Alex sums it up bluntly:
"You're either too close or too far. When you're too close, you justify a lot of stupid things by calling them ‘strategic.’ When you're too far, the mothership gets nothing out of it."
Instead of following this broken model, SC Ventures chose a different path—one focused on building ventures that stand on their own, with real customers and revenue models.
It’s not just corporate VCs that struggle—many corporate innovation labs exist purely for show.
Innovation labs often look great on paper. They get a lot of internal and external attention, and they serve as a PR-friendly symbol of progress. But the reality? As Alex puts it:
“A few years ago, everyone wanted bean bags and colorful walls. But when times get tough, marketing budgets and ‘innovation labs’ are the first things to go.”
The problem is simple—most innovation labs aren’t designed to execute real change. They run workshops, host brainstorming sessions, and pilot small projects, but they rarely result in new products or revenue-generating businesses.
Alex gets to the heart of the issue:
"Changing an entire bank from within is really hard. There’s too much inertia, too many structural barriers."
So rather than spending money on performative innovation, SC Ventures decided to skip the theater and focus on venture-building—creating startups that could actually grow and scale.
Generating ideas is easy—but building something that can scale inside a highly regulated financial system? That’s the real challenge. SC Ventures doesn’t just launch startups for the sake of it—they carefully test, validate, and refine ideas until they work.
Max raises an important question:
"You test the market, so is there really a problem which is solved or is there a need or a demand, right?"
SC Ventures’ approach is ruthless when it comes to validation. Many ideas don’t make it past the initial concept phase. Others pivot multiple times before they find a viable model.
"We kill ideas all the time—just by not acting on them. The ones that survive? They’ve pivoted at least five times before finding their fit."

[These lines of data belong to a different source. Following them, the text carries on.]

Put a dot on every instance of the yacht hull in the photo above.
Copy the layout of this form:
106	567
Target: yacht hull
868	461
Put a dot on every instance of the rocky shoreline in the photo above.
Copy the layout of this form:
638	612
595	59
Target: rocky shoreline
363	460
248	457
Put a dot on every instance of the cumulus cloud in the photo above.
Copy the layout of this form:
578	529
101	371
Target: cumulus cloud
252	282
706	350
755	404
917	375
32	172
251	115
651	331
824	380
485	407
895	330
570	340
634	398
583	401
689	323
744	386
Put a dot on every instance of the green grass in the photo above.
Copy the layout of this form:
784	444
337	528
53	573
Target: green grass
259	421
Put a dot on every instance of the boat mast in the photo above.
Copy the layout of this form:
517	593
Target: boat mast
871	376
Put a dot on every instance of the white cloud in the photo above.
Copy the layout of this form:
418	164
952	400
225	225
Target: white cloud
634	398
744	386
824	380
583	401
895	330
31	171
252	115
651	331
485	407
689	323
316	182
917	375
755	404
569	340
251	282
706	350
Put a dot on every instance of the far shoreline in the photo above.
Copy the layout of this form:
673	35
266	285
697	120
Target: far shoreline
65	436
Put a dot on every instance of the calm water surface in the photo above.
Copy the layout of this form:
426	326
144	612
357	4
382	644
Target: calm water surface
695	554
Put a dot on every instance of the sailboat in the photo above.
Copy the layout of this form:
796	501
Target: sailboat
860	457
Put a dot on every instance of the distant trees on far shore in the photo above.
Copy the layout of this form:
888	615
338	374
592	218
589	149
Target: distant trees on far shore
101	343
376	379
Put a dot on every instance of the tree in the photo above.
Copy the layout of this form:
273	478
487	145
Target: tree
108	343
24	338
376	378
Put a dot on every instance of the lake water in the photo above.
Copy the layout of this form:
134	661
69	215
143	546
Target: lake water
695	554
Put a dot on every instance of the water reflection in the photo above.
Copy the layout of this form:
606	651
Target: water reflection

This is what sets SC Ventures apart. Rather than pouring millions into a project without market validation, they adopt a test-and-learn approach:
✅ Start small, test, iterate. If an idea doesn’t work, they change it fast.
✅ Force ventures to stand on their own. No guaranteed support from the bank.
✅ Failure isn’t the enemy—stagnation is.
"If an idea doesn’t solve a real problem, it’s dead before we even start."
This approach ensures that only the strongest ideas make it to market.
One of the most surprising takeaways from the episode? The biggest fintech opportunities aren’t only in the US or Europe—they’re happening in Asia, Africa, and the Middle East. Alex shares:
"Our footprint—Asia, Africa, and the Middle East—is where it's happening."
These regions are moving faster than the West because they aren’t burdened by legacy systems. Fintech innovation there isn’t just a strategic initiative—it’s a necessity. And explains:
"In these markets, innovation isn’t a luxury—it’s a necessity. They don’t have legacy systems slowing them down, so they build what’s needed, fast."
These markets are agile, fast-moving, and focused on solving real problems—which is why SC Ventures chooses to build and scale where the biggest opportunities exist. Alex sums it up perfectly:
"People in these regions aren’t waiting for permission to innovate. They’re building solutions that change lives, and they’re doing it now."